The Bearkats’ first championship appearance since 2012 is a step in the direction that Keeler desired when he publicly stated that he needed to reengineer his team, long known for high-flying offense, to better match up physically with the toughest that the Missouri Valley and the CAA have to offer late in the playoffs.
“As I told the team, the changes I made after going to the playoffs five straight years weren’t [made] to get us to the championship, they were [made] to go win the championship,” Keeler said Tuesday.
Those changes were evident in SHSU’s semifinal victory over No. 3 seed James Madison. The Kats, after trailing 24-3 at halftime with no momentum to speak of, used a furious third-quarter comeback to rally past the Dukes and punch their ticket to Frisco.
They will need a similar show of mettle against South Dakota State, as the Jackrabbits are riding high following their 33-3 cruise past Delaware in the semifinals. The Jacks’ personality on the field already stands out to Keeler, who coached against SDSU in a regular-season win in his time at Delaware.
“The one thing that I really notice about South Dakota State, they play with a very similar edge that we do. I mean, we both have very edgy teams out there. It’s gonna be interesting,” Keeler told HERO Sports with a laugh.
While the game-within-the-game chippy play potential carries plenty of intrigue, the matchups illustrated by the stat sheet make Sam Houston and South Dakota State all the more compelling as final foes.
Unequivocally, the Bearkats have made the derisive “Soft Houston” label, which was for several years lobbed at them by fans of other elite FCS teams, an antiquated term. SHSU has held 15 of its last 21 opponents under 100 total rushing yards over the past two seasons. That stingy ground defense will be called upon to corral Jackrabbit tailbacks Pierre Strong Jr. and Isaiah Davis, plus slippery mobile quarterback Mark Gronowski, who dashed Delaware with all facets of his game.
When Sam Houston has the ball, it will be paramount that it affords QB Eric Schmid time to find receiving threats Cody Chrest and Jequez Ezzard. Mauling in the trenches all day, SDSU recorded more sacks (seven) than it allowed points against UD while knocking Blue Hens QB Nolan Henderson out of the game for a time at one critical early-first-quarter juncture.
Keeler, then, is glad to see his offensive line at greater strength entering the national championship.
“I think we’ve done a pretty good job managing our way,” he told HERO Sports of progress on the line amidst injury struggles. “Actually, we’ve gotten healthier the next week and the next week, and so now we feel pretty good that we have eight or nine guys that we can play in this game. But we were [once] at a time where we were playing five that weren’t in great shape in terms of health and really didn’t have more than one or two that could have gone in with an injury. With that being said, I think we’re further along with the offensive line in terms of our health than we were maybe three weeks ago, four weeks ago.”
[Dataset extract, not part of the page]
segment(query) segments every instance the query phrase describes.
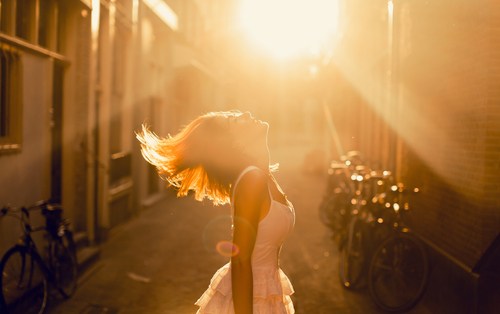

The Bearkats do have O-line work remaining, their head coach noted, saying to HERO Sports, “That’s still a bit of a work in progress. It’s the one area that I think for us to be consistently the best team in the country, we want to look like James Madison, we want to look like South Dakota State, we want to look like North Dakota State [on the offensive line], and we’re not quite there yet.”
Despite this, “Sam-Not-Soft” Houston, led by Schmid and a powerful defense, is in position for its first FCS championship. In two prior Frisco appearances, the Kats fell to NDSU in consecutive seasons. But that was before the Keeler era kicked off in Huntsville. If the third time is the charm for SHSU, Keeler will etch his place in the FCS coaching Mount Rushmore by becoming the first head coach in FCS history to win a national title at multiple subdivision schools (Delaware, 2003).